絶頂へ至る社会性

こんにちは。ねんてんです。

多様性してますか?ダイバーシティは、あなたです。

 

専門家によれば、人は幸せになるために生きるといいます。

僕が大学に入学した日に勧誘された、

学生をターゲットとした仏教系新興宗教サークルでも

そう言っています。※これは宗教勧誘ではありません

 

とはいえ、幸せになるために生きるというのは、トートロジーにすぎません。

もちろん、何がトートロジーになるのかということは、

世界の本質が垣間見える情報ではありますが、

幸せとは何かということも、生きる目的は何かということも、

どちらも同じくらい意味不明だということです。

 

目的とは、自分の望ましいことを具体化した表現であり、

幸福とは、ある状況に対して自分が望ましいと感じることです。

人は幸せになるために生きる、という言葉は、

それ自体では正しいです。

 

今のままではいけないと思います。
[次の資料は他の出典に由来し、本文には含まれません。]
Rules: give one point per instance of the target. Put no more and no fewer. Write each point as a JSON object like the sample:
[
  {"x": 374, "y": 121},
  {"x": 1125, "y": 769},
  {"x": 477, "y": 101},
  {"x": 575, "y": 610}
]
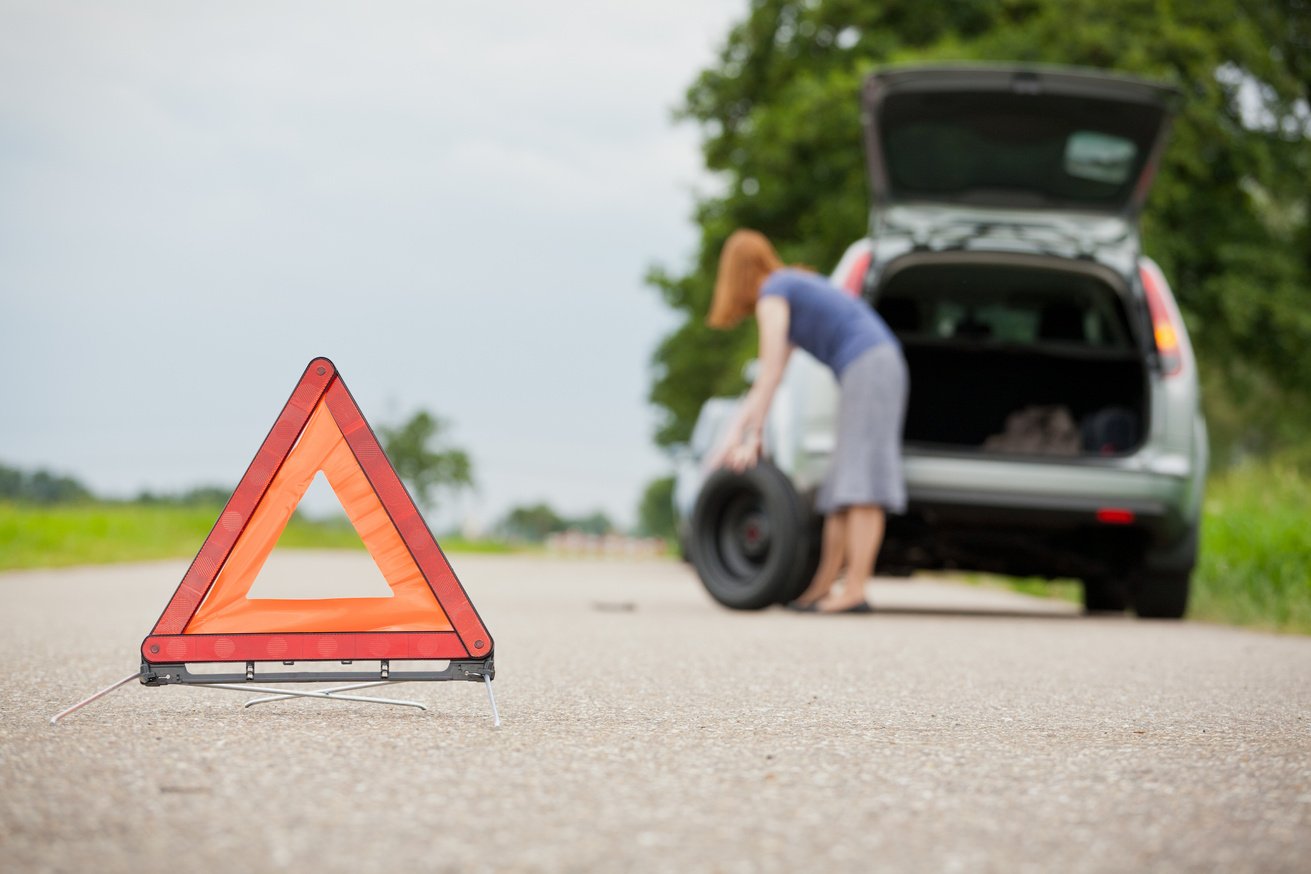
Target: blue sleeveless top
[{"x": 831, "y": 325}]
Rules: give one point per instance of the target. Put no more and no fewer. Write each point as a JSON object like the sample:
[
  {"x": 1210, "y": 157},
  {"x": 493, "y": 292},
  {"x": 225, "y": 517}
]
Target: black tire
[
  {"x": 1162, "y": 585},
  {"x": 1105, "y": 595},
  {"x": 751, "y": 541},
  {"x": 1162, "y": 594}
]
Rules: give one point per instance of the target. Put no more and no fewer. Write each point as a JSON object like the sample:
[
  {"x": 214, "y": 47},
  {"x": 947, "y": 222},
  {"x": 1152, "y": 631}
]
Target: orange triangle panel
[{"x": 211, "y": 617}]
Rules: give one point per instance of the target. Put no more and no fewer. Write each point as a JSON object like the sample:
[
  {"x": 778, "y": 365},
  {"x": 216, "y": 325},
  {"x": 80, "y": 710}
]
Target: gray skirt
[{"x": 867, "y": 465}]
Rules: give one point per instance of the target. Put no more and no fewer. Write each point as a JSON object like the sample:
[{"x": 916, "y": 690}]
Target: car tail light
[
  {"x": 1116, "y": 516},
  {"x": 855, "y": 278},
  {"x": 1163, "y": 321}
]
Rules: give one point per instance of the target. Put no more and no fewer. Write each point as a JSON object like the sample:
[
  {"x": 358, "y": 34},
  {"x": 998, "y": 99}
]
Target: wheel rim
[{"x": 743, "y": 536}]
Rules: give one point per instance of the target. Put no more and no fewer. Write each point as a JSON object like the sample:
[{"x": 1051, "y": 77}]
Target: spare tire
[{"x": 751, "y": 541}]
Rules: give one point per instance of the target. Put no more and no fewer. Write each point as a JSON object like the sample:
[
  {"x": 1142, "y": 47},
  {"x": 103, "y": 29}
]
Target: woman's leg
[
  {"x": 833, "y": 551},
  {"x": 864, "y": 536}
]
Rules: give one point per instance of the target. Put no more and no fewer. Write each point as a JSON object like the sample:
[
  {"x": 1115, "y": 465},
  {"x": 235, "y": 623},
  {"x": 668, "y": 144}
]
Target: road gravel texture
[{"x": 646, "y": 729}]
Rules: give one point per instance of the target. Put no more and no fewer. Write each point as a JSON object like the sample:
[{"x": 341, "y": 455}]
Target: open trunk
[{"x": 1012, "y": 358}]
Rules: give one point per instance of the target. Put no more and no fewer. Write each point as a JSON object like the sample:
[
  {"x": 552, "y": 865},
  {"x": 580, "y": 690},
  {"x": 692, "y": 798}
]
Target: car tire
[
  {"x": 1162, "y": 585},
  {"x": 751, "y": 540},
  {"x": 1162, "y": 595},
  {"x": 1105, "y": 595}
]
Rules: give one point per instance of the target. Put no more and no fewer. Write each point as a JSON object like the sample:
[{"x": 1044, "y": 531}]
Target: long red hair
[{"x": 745, "y": 264}]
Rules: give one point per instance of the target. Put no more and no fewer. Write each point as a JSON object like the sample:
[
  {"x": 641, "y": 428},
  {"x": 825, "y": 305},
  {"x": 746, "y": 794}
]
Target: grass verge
[
  {"x": 1255, "y": 565},
  {"x": 97, "y": 533}
]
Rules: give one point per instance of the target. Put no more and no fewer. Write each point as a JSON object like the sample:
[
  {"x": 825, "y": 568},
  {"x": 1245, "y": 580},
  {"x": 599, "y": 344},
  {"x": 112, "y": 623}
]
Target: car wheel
[
  {"x": 1105, "y": 595},
  {"x": 1160, "y": 587},
  {"x": 751, "y": 541},
  {"x": 1162, "y": 594}
]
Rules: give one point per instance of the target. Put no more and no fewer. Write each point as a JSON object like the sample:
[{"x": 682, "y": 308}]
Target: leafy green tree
[
  {"x": 656, "y": 510},
  {"x": 422, "y": 459},
  {"x": 39, "y": 486},
  {"x": 594, "y": 523},
  {"x": 532, "y": 523},
  {"x": 779, "y": 114}
]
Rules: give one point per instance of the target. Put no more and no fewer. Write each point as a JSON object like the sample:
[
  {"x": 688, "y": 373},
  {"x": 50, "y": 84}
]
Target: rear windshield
[
  {"x": 1015, "y": 150},
  {"x": 989, "y": 304}
]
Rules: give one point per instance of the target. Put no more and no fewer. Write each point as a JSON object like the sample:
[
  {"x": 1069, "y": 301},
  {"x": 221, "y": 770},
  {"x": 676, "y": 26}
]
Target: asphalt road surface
[{"x": 645, "y": 729}]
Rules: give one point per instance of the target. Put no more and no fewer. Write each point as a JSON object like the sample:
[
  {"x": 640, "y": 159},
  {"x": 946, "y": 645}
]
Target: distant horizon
[{"x": 456, "y": 205}]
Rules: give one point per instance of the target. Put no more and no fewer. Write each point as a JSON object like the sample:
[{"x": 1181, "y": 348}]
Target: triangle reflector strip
[{"x": 211, "y": 617}]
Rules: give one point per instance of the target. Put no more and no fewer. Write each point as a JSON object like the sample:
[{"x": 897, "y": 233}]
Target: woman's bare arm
[{"x": 741, "y": 447}]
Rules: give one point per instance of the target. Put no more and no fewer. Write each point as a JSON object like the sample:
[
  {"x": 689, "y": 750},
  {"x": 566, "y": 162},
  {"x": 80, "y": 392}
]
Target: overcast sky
[{"x": 452, "y": 201}]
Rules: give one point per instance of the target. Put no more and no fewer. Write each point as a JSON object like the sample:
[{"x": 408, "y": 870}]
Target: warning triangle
[{"x": 211, "y": 616}]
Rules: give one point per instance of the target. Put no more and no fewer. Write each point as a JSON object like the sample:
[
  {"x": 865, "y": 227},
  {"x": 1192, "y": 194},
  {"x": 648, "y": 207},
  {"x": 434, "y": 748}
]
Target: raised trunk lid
[{"x": 1014, "y": 138}]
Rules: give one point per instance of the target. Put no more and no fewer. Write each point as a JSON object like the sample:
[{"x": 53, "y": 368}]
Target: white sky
[{"x": 452, "y": 201}]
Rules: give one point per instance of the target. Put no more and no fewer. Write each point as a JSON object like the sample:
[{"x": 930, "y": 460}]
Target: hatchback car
[{"x": 1053, "y": 426}]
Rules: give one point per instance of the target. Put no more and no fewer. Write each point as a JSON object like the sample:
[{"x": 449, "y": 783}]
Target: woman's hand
[{"x": 745, "y": 454}]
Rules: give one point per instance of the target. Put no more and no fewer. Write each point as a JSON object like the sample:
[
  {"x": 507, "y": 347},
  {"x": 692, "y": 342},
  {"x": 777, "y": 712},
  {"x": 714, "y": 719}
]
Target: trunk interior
[{"x": 1016, "y": 359}]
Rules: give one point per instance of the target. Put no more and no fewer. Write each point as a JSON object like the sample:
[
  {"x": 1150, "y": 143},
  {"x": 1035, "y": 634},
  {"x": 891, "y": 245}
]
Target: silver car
[{"x": 1053, "y": 427}]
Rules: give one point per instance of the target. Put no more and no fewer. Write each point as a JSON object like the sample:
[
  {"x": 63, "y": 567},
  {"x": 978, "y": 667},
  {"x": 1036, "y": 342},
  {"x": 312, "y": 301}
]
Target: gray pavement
[{"x": 649, "y": 730}]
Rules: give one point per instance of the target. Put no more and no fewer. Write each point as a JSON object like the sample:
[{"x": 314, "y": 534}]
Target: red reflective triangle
[{"x": 320, "y": 429}]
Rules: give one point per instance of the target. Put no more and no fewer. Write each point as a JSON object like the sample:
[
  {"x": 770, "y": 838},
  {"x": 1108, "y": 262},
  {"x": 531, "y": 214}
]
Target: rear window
[
  {"x": 1010, "y": 305},
  {"x": 1015, "y": 150}
]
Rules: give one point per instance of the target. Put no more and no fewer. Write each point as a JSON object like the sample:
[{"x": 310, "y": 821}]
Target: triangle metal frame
[
  {"x": 169, "y": 645},
  {"x": 463, "y": 653}
]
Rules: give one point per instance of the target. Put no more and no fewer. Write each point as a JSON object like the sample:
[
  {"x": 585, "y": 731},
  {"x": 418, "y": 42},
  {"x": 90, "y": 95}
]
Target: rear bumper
[{"x": 1048, "y": 518}]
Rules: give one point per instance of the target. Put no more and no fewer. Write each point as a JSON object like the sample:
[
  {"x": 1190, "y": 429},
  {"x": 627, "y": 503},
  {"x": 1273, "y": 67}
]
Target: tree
[
  {"x": 417, "y": 450},
  {"x": 656, "y": 510},
  {"x": 594, "y": 523},
  {"x": 39, "y": 486},
  {"x": 532, "y": 523},
  {"x": 1227, "y": 218}
]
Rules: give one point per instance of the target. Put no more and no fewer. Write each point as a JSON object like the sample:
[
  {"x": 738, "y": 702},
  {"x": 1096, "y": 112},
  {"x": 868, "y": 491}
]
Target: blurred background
[
  {"x": 454, "y": 202},
  {"x": 501, "y": 222}
]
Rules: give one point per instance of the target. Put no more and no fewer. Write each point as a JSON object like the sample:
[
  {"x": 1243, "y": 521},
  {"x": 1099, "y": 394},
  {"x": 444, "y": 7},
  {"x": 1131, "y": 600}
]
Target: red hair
[{"x": 745, "y": 264}]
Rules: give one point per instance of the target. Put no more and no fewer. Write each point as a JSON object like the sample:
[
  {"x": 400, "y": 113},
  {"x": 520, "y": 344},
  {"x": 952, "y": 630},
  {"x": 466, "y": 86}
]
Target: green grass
[
  {"x": 97, "y": 533},
  {"x": 1255, "y": 565}
]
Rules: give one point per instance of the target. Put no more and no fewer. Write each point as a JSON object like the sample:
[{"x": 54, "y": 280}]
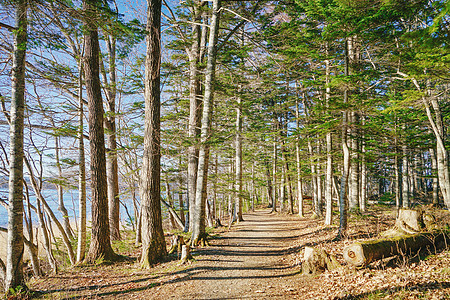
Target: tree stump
[
  {"x": 409, "y": 222},
  {"x": 176, "y": 244},
  {"x": 185, "y": 254},
  {"x": 362, "y": 253},
  {"x": 217, "y": 223},
  {"x": 317, "y": 261}
]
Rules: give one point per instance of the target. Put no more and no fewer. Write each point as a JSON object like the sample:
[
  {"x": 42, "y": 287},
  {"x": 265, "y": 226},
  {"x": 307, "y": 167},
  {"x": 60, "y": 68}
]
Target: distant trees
[
  {"x": 100, "y": 246},
  {"x": 349, "y": 98},
  {"x": 15, "y": 248},
  {"x": 153, "y": 243}
]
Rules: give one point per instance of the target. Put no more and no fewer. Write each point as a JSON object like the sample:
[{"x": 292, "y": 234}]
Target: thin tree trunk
[
  {"x": 153, "y": 243},
  {"x": 180, "y": 194},
  {"x": 194, "y": 112},
  {"x": 329, "y": 141},
  {"x": 112, "y": 167},
  {"x": 297, "y": 153},
  {"x": 343, "y": 205},
  {"x": 405, "y": 178},
  {"x": 59, "y": 187},
  {"x": 81, "y": 244},
  {"x": 170, "y": 202},
  {"x": 354, "y": 166},
  {"x": 435, "y": 183},
  {"x": 199, "y": 233},
  {"x": 363, "y": 189},
  {"x": 274, "y": 176},
  {"x": 15, "y": 247},
  {"x": 437, "y": 125},
  {"x": 50, "y": 213},
  {"x": 238, "y": 158}
]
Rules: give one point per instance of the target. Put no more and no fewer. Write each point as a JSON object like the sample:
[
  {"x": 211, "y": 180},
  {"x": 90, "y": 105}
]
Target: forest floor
[{"x": 260, "y": 258}]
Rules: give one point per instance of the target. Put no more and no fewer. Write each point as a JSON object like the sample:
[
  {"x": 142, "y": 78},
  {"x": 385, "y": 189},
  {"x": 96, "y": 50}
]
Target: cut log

だから、

人間は今のままではいけないと思います。

 

トートロジー(同語反復)が新しい情報を提示することはありません。

トートロジーが示す意味は、言葉の外、

なぜその言葉を提示したのかという文脈へ展開されていきます。

 

人は自分の根源や信念に一致している現実にはなんの感情も、印象も、抱きません。

自分の根源と信念と比べて、現実が正しくなかったり、誤魔化しや嘘、

間違い、予想外があるときにこそ、喜んだり、悲しんだりします。

 

妥協をしない性格であるほど、無意識に、抱いている信念と

比べたときの違和感にも敏感に気づくかもしれないし、

一度誤魔化しの快楽を得ると、とことん溺れるかもしれません。

 

人は幸せになるために生きるという言葉には、ひとつの誤魔化しがあります。

幸せになるということには、二つの側面があります。

何が幸せかを決めるということと、

決まっていることを幸せにするということです。

 

自分の目的を決められるときは、それを運命と信じ、幸せを期待する。

特に目的を決める気もなければ、日々の小さな幸せを集めます。

 

そして、幸せかどうかということは、実は、決して自分だけではわかりません。

喜びを感じるのは自分の感情であり、感情と幸せは異なります。

幸せとは社会的に作られるのもので、他者とのコミュニケーションの中で

創発される高次の感覚が幸せなのです。

 

よく考えてみてください。

人は幸せのなかにあるとき、無心になります。

自分が幸せなのかどうかを観察する自分がいなくなります。

そのとき自分は世界に深く潜り込み、一体化しています。

もはや自分が幸せかどうかは、自分一人ではわからないのです。

 

自分がいま幸せだったことを確認するには、

自分を世界から切り離して対象化できるように、

思考の次数を上げて、意識を取り戻し、

他者のいない自分一人だけの社会だとしてもいいので、

自分の社会性の観点に引き戻ってきたときに、ようやく

自分が幸せかどうかという判断を下すことができるようになります。

 

人生もそんなもんです。

死んだときになって、埋没していた魂が世界から浮かびあがって、

根源の意識を取り戻したときになってから、人生だったな、と思うのでしょう。

 

人は幸せになるために生きる、とはいうものの、

幸せなうちは自分が幸せかどうかなんて確認できないのです。

幸せかどうかを確認しようとする余裕があるのは、

世界に馴染めなくて、切り離されているから、

自分を対象化して、評価対象にすることができる。

 

評価することは、双対的に言えば評価基準によって空間を張ることであり、

その世界の創造は、適切な評価基準を選ぶことによって

エミュレートした社会の実現でもあります。

空想の中の社会的評価を通して自分を社会の中に潜り込ませ、

幸福の中に溺れる梵我合一へ向けた精神活動を、

人間は常に画策しながら生きています。

 

すでに社会との梵我合一を果たし、

幸福の絶頂に達している人にとって、

人間たちの多様性は、予想外の異物として知覚され、

自己と社会の一体感を、幸福を、破壊しようとする

侵略者として受け止められることもあります。

とはいえ、多少の現実で目が覚めてしまう程度の合一であれば

無理もない反応ではあります。

 

幻想から目を覚ましたくなるだけの因子が、

幻想へ向かわせようとする社会的抑圧への抵抗心が、

異物をきっかけとして、芽生えたのかもしれないし、

そうじゃないかもしれません。

 

幸せになるには、なにかしらの自分が信じる社会性があって、

没頭できることをやるといいです。

そうすると、躁になるっぽいです。

 

たいしたことでなくてもいい。

社会的にいいことを、ガーッとやっていくと、

興奮して、眠れなくなって、気持ちよくなります。

集中力が解けても、社会性は解かれずに、潜り続けたままだ。

 

ぼくは詳しくありませんが、ブラック企業の絆は、

こういう躁状態にあるのかもしれません。

 

社会と融合するのは、あなたです。